Sheikh Khodja Akhrar and poet Djami were among the outstanding graduates of this madrassah. In the 20th century, the northeastern and southeastern minarets were repaired, new domes were installed and the portal arch and tympan (decoration under the arch) were restored. Ulug Beg was a prominent intellectual who, sadly for his faltering empire, spent more of his time focusing on maths and science than he did on affairs of his state.
Registan Sher-Dor Madrassa
Opposite of Ulug Beg’s madrassa is the Sher-Dor Madrassah built from 1619-1636 and it reminds the style of Ulugbeg’s Madrassah. Ruler of Samarkand, Yalangtush Bakhodur, ordered the construction of the Sher-Dor and Tillya-Kori madrasahs. The Sher-Dor (Having Tigers) Madrasah was designed by the architect Abdujabor. The decoration of the madrasah is not as pure as that on the Ulugh Beg madrasah of the 15th century, which is considered as the “golden age” of Timurid Samarkand architecture.
Yet the harmony of large and small rooms, exquisite mosaic decor, monumentality and efficient symmetry, are all found present here in the building that is definately among the finest architectural monuments of Samarkand. It took 17 years to build but hasn’t held up as well as the Ulugbek Medressa, that was built in just three years. His architects strove to match the first in scale and nobility, though Koranic prohibition against symmetry forbade an exact mirror-image.

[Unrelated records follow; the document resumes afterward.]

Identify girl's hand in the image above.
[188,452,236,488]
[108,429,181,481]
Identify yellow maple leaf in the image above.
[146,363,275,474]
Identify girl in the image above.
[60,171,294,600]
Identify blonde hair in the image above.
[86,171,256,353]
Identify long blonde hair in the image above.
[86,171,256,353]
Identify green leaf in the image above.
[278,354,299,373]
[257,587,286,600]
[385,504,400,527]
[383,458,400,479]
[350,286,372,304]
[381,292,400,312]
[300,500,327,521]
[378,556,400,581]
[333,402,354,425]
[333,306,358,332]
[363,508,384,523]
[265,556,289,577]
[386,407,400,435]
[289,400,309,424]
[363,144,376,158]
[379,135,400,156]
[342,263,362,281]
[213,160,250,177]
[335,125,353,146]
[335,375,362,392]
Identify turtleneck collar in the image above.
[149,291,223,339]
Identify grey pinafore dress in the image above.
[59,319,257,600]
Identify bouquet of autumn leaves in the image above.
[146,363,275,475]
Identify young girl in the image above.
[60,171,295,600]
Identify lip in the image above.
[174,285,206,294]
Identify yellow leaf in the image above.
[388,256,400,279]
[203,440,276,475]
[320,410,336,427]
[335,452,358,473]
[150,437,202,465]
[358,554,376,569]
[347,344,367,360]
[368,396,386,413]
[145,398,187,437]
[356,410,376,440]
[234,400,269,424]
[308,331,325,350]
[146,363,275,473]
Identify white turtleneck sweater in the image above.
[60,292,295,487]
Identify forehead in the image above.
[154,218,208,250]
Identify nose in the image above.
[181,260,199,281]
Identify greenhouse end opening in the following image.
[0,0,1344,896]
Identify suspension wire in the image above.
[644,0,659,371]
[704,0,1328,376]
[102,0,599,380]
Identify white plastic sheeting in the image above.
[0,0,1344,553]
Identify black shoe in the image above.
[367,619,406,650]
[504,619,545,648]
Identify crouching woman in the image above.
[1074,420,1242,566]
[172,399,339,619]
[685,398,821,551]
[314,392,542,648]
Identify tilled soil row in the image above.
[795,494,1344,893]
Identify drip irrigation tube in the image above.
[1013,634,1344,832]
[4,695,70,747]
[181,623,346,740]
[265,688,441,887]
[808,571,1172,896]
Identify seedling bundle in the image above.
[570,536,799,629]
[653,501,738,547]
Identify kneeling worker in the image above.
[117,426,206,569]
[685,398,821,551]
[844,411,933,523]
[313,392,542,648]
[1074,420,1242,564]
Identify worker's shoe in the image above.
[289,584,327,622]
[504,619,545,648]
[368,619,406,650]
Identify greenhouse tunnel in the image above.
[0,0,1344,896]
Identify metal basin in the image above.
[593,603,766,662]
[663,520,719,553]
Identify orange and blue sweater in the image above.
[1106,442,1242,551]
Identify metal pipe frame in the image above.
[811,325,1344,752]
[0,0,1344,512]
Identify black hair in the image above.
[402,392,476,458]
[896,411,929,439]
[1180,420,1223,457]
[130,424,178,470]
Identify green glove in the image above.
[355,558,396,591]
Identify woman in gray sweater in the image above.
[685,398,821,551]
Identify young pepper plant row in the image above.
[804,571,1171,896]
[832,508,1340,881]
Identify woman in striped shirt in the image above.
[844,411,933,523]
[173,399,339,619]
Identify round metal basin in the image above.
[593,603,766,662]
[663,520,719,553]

Ribbed domes on high towers soared over the two-storied facade on the sides of the front portal and islamic inscriptions, geometrical and floral ornamentation decorate the interior. The tympans of the portal arch are of significant interest in Sher Dor Madrasa. They are decorated with an anthropomorphic depiction of the sun and tiger attacking a fallow deer which suits well the name of the madrasa. This pattern was nearly lost by the middle of the 20th century and has been restored.

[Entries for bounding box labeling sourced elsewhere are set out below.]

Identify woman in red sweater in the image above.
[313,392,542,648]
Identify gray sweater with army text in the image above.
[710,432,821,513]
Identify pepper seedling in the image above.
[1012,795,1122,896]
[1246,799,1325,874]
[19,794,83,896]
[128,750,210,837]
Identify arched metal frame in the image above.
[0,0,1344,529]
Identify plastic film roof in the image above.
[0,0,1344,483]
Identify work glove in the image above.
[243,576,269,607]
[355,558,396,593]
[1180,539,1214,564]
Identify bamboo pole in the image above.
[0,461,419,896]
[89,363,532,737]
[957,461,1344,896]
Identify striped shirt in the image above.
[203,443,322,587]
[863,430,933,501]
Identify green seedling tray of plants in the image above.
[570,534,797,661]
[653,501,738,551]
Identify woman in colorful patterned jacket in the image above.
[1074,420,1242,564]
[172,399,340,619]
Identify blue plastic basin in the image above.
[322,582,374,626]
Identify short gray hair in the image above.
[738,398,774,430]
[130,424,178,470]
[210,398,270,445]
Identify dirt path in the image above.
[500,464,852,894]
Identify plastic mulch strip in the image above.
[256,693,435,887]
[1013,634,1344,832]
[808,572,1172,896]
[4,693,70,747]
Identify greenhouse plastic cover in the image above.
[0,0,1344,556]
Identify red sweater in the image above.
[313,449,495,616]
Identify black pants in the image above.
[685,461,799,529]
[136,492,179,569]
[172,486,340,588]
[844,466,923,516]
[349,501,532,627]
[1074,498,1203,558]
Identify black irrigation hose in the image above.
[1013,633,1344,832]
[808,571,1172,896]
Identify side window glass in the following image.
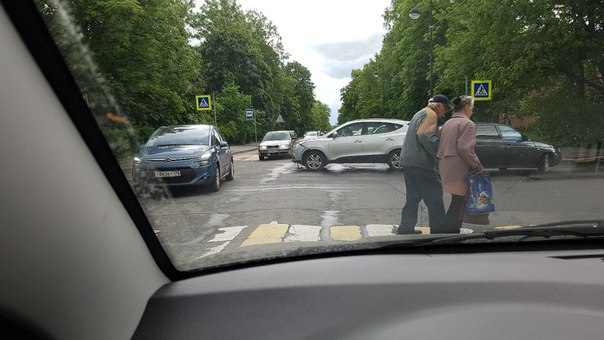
[499,126,522,142]
[367,122,394,135]
[338,123,363,137]
[476,125,499,139]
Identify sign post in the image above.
[245,108,258,149]
[195,94,218,127]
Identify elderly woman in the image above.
[436,96,483,233]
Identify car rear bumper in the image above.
[132,164,215,187]
[258,149,291,157]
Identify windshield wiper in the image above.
[156,143,199,146]
[414,220,604,245]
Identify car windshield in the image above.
[145,127,210,146]
[33,0,604,272]
[262,132,291,141]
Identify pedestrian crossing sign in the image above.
[195,94,212,111]
[472,80,491,100]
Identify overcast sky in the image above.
[203,0,390,124]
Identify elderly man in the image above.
[397,94,449,234]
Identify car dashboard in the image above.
[134,250,604,340]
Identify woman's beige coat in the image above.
[436,112,482,196]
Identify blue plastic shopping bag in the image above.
[466,172,495,215]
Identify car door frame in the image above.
[495,124,543,168]
[474,123,510,168]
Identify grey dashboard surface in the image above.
[134,251,604,339]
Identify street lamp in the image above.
[373,69,386,115]
[409,0,434,97]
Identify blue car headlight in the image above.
[193,151,212,168]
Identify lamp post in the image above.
[373,69,386,116]
[409,0,434,97]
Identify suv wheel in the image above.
[538,153,549,174]
[304,150,325,171]
[225,159,235,181]
[210,167,220,192]
[386,149,401,170]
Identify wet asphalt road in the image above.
[129,151,604,252]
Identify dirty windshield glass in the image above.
[35,0,604,271]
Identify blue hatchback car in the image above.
[132,125,235,191]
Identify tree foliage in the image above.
[339,0,604,144]
[36,0,329,143]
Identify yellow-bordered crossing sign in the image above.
[195,94,212,111]
[472,80,492,100]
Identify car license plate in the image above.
[155,171,180,178]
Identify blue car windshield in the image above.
[145,127,210,146]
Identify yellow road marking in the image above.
[241,224,289,247]
[329,225,361,241]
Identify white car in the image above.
[292,118,409,170]
[258,130,296,161]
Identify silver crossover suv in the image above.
[292,118,409,170]
[258,130,297,160]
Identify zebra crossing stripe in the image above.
[365,224,395,237]
[197,241,230,260]
[208,226,247,242]
[241,223,289,247]
[285,224,321,242]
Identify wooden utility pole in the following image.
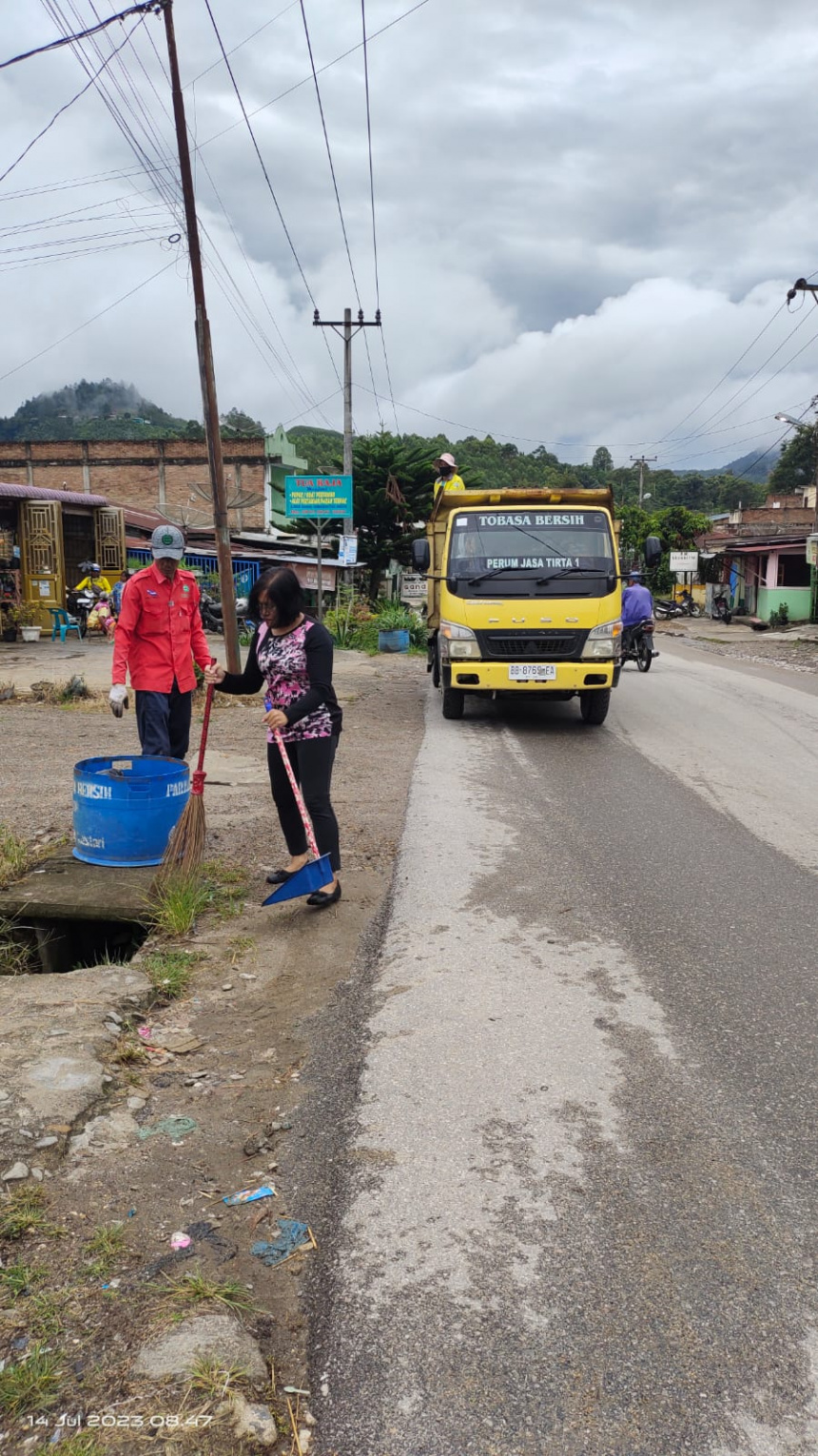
[631,456,658,508]
[163,0,235,673]
[313,308,381,536]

Registan Tilya-Kori Madrassa
In between Sher Dor and Ulughbek Medressas is the Tilla-Kari (Gold-Covered) Medressa completed in 1660, with a pleasant, garden-like courtyard inside it.
Tilla-Kari Madrassah appeared on the site where the caravanserai of registan used to be. To include the square in pleasing harmony, Yalangtush had his architects stretch the facades of the third madrassah to 75 meters. It was not only a residential college for students but also played the role of the grand masjid (mosque). Smaller corner turrets are smaller compared to the neighbors, but the mosaics are just as lavish – sprightly solar symbols and interlacing floral motifs in similar colors to the Shir Dor.
The decor of the Tilya Kori madrasah is rich in gilding according to the name. Other decor techniques were also used: mosaic and majolica with floral and geometric ornaments. The richest gilding on the dome, walls, and mihrab surpassed all other famous buildings in Central Asia. The dome of the mosque remained unfinished until the 20th century and at the same time, its faded facade was restored. A domed mosque was built in the western part of the courtyard. As a result of the earthquake, a part of the Tilla-Kari madrasah, including the main dome, was badly damaged but is now restored.